Еще хуже обстояло дело с моим отцом.
Его поведение совсем уже не умещалось в том дистиллированном, очищенном от всякой скверны мире, в котором разворачивалось действие второго моего рассказа.
Больше чем за год до начала войны — в феврале 1940-го — ему перевалило за пятьдесят, то есть военнообязанным он уже не был. Но некоторые его сверстники в то время уходили — кто в ополчение, кто — на рытье окопов. А он — метался, что ни день принимал какое-нибудь новое решение, а наутро от него отказывался, потому что не в силах был отлепиться от семьи — жены и все того же «ребенка». Окончательное решение наконец было принято: жена и ребенок отправлялись в эвакуацию, куда-то на Урал, а он оставался в Москве. На постоянные наши вопросы: «А как же ты?», «А что же будет с тобой?» — он отвечал: «Там видно будет».
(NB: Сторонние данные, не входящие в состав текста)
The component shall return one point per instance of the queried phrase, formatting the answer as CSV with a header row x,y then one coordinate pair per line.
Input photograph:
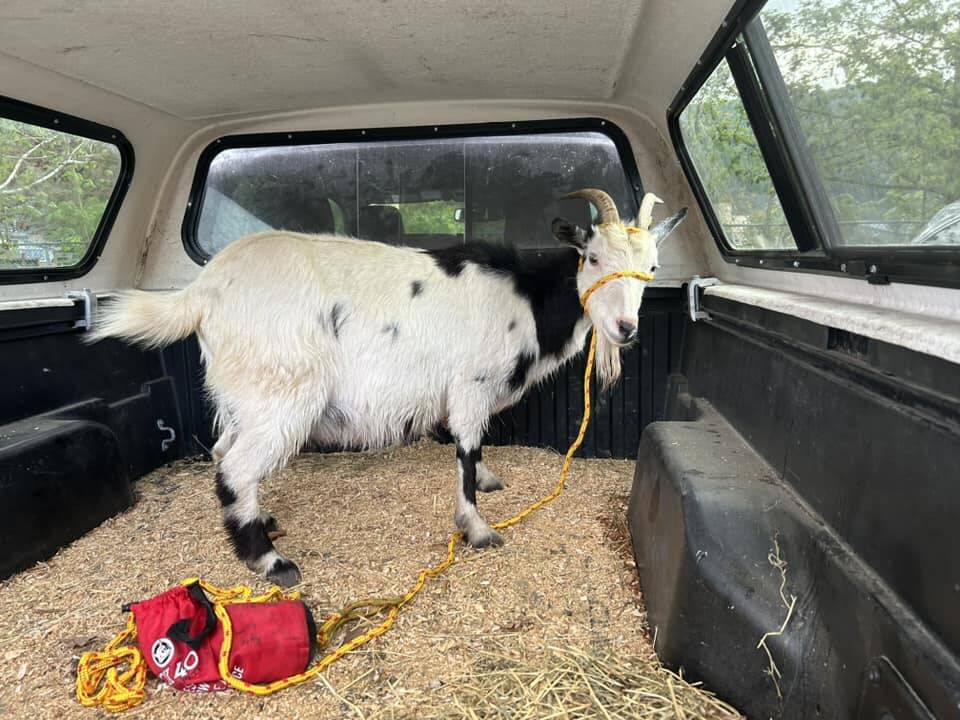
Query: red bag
x,y
180,637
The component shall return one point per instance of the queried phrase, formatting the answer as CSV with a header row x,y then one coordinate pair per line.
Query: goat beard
x,y
607,361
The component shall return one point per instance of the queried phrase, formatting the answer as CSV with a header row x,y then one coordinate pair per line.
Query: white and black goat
x,y
355,343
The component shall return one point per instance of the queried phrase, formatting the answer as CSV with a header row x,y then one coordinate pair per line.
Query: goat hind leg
x,y
251,531
487,480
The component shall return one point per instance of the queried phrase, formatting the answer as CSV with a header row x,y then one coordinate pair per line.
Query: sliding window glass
x,y
875,88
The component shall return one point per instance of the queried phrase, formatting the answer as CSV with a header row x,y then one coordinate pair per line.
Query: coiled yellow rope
x,y
99,682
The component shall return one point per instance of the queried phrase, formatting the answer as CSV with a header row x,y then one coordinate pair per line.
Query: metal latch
x,y
89,306
693,297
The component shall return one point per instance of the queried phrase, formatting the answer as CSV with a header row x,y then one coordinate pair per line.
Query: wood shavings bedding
x,y
561,593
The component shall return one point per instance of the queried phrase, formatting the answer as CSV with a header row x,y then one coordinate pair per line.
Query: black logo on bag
x,y
162,652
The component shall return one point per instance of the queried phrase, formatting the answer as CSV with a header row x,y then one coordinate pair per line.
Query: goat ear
x,y
662,229
569,234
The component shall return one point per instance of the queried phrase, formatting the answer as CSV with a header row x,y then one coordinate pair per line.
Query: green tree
x,y
875,85
54,188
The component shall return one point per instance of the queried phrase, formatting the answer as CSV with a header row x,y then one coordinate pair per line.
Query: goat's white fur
x,y
319,337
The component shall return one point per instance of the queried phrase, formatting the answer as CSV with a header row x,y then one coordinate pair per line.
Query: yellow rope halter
x,y
99,682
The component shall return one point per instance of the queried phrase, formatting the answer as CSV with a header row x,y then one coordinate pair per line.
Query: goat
x,y
355,343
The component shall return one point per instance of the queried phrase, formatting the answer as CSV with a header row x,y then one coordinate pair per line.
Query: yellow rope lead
x,y
99,683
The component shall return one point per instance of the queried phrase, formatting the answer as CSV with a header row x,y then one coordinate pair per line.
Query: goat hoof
x,y
269,523
284,573
485,538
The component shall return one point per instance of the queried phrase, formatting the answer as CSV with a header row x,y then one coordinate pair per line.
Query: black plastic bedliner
x,y
707,515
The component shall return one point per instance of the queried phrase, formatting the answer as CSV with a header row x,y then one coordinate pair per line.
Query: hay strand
x,y
775,558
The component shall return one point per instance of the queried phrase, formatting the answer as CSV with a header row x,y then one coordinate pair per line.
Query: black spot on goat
x,y
521,368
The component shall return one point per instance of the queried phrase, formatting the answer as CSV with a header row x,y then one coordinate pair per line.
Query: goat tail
x,y
148,319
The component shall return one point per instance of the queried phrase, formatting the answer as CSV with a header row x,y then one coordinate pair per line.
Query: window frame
x,y
191,219
20,111
804,200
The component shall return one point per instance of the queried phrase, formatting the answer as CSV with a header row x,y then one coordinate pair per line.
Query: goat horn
x,y
605,204
646,210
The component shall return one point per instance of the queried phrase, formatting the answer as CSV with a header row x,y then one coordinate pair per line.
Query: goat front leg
x,y
467,518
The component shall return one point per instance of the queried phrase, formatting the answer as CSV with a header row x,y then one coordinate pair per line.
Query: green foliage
x,y
875,85
54,188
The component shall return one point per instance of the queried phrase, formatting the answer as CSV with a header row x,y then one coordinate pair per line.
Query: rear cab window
x,y
826,137
425,192
61,182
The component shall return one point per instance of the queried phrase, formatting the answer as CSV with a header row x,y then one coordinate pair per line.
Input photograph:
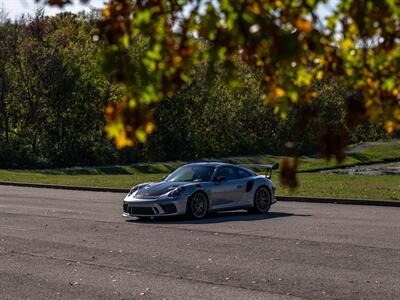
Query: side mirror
x,y
220,179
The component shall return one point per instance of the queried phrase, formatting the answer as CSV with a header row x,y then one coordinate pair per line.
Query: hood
x,y
157,189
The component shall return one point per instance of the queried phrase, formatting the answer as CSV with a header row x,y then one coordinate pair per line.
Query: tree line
x,y
53,94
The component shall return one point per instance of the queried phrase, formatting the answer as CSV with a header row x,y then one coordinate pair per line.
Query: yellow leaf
x,y
304,25
389,126
279,92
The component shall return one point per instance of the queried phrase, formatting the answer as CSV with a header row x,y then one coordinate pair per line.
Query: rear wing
x,y
269,167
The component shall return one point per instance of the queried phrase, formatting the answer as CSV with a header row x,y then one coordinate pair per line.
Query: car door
x,y
227,193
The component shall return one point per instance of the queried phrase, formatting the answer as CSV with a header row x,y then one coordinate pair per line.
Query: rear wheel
x,y
197,206
262,200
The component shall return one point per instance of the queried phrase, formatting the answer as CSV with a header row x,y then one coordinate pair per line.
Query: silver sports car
x,y
198,188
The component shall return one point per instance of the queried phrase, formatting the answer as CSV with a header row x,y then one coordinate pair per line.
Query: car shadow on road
x,y
220,217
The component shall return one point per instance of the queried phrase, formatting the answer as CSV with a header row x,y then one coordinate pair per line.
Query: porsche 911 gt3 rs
x,y
198,188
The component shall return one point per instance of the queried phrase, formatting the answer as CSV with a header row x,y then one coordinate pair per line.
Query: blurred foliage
x,y
284,40
53,95
51,92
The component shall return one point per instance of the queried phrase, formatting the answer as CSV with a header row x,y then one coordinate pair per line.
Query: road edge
x,y
389,203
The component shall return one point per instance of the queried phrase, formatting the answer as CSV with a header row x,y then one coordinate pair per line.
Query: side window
x,y
243,173
229,172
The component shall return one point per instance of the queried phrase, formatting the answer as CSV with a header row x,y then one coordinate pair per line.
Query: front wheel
x,y
197,206
262,200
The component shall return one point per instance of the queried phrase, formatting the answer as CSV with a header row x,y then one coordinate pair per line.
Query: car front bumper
x,y
154,207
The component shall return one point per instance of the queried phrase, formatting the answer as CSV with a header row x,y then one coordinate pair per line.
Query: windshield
x,y
194,173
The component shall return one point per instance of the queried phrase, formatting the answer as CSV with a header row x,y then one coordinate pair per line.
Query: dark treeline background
x,y
52,95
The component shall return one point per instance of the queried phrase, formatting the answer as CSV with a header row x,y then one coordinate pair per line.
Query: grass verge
x,y
311,184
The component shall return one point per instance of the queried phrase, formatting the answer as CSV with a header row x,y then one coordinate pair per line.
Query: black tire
x,y
197,206
262,200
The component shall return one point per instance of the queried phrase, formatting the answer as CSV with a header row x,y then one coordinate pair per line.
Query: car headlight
x,y
134,189
176,192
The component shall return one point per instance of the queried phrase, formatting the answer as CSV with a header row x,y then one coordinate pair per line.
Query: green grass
x,y
311,184
345,186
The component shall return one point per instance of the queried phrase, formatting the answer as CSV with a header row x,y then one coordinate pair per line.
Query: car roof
x,y
214,164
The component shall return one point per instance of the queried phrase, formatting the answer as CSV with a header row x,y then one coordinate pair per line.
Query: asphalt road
x,y
70,244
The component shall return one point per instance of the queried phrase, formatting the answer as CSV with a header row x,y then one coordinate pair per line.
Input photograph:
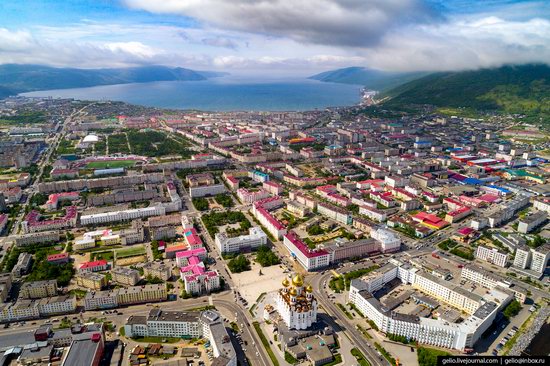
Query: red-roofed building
x,y
192,238
58,258
95,266
430,220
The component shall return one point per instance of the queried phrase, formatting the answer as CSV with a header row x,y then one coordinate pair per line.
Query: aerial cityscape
x,y
259,199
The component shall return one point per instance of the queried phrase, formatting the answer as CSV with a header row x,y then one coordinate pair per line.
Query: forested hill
x,y
521,89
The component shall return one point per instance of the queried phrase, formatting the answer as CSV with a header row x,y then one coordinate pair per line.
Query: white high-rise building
x,y
389,242
491,255
255,238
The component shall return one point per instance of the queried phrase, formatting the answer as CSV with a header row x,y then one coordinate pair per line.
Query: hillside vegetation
x,y
513,89
371,79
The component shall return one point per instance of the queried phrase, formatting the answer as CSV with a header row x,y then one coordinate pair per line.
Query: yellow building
x,y
38,289
93,281
141,294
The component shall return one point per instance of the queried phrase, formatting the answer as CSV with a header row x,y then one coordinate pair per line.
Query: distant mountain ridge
x,y
523,89
16,78
369,78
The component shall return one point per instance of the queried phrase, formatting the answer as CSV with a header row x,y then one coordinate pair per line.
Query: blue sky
x,y
278,36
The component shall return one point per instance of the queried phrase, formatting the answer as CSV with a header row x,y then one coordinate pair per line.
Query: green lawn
x,y
111,164
107,255
130,252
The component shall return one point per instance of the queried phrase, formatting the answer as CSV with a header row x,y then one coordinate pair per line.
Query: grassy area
x,y
337,360
107,255
265,342
130,252
156,339
360,357
111,164
343,308
428,356
290,359
384,353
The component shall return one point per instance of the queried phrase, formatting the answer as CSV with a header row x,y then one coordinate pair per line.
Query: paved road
x,y
343,323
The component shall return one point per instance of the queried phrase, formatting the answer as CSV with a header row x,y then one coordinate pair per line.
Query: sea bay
x,y
221,94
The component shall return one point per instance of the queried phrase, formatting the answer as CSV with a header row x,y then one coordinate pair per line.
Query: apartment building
x,y
250,196
126,215
159,270
491,255
373,213
95,266
336,213
255,238
38,289
309,259
528,223
125,276
90,280
125,296
33,221
208,325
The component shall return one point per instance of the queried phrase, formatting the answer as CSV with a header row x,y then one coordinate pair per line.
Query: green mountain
x,y
371,79
22,78
523,89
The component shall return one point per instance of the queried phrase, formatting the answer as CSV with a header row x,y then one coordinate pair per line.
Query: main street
x,y
346,327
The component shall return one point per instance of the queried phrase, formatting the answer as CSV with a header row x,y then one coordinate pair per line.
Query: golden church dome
x,y
298,281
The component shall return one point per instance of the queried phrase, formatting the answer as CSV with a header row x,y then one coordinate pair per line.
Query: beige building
x,y
38,289
93,281
160,270
125,276
141,294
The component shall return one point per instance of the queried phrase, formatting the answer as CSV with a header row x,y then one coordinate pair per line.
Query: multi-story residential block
x,y
95,266
38,289
336,213
125,276
437,332
57,305
127,215
93,281
491,255
389,242
373,213
208,324
273,187
528,223
260,211
5,285
309,259
249,196
36,238
523,257
95,300
298,209
159,270
142,294
23,265
33,223
255,238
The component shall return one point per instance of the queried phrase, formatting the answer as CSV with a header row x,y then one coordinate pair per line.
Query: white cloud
x,y
464,44
353,23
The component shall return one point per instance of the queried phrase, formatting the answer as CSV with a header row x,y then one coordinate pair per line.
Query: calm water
x,y
221,94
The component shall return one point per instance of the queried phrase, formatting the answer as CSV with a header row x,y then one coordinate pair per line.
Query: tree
x,y
512,309
239,264
265,257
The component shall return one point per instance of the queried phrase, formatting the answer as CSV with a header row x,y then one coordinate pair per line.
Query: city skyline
x,y
276,38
И вот настал день и час нашего отъезда.
Погрузив нас в теплушку и дождавшись отправления неимоверно длинного состава, отец, уже совсем закончив процедуру прощания, шел за поездом, медленно набиравшим скорость, и выкрикивал какие-то последние напутствия. И вдруг — в самый последний момент — махнув рукой, на довольно уже быстром ходу вскочил в вагон и решительно объявил нам, что едет с нами.
Сперва, кажется, речь шла о том, что он сойдет на первой же остановке. Потом — что доедет с нами до Казани. Потом — что проводит нас до Свердловска, поможет устроиться и только после этого вернется обратно, в Москву.
Но ни из Казани, ни из Свердловска, ни из Серова, куда нас отправили, когда выяснилось, что Свердловск набит беженцами до отказа, он так в Москву и не вернулся. Остался с нами.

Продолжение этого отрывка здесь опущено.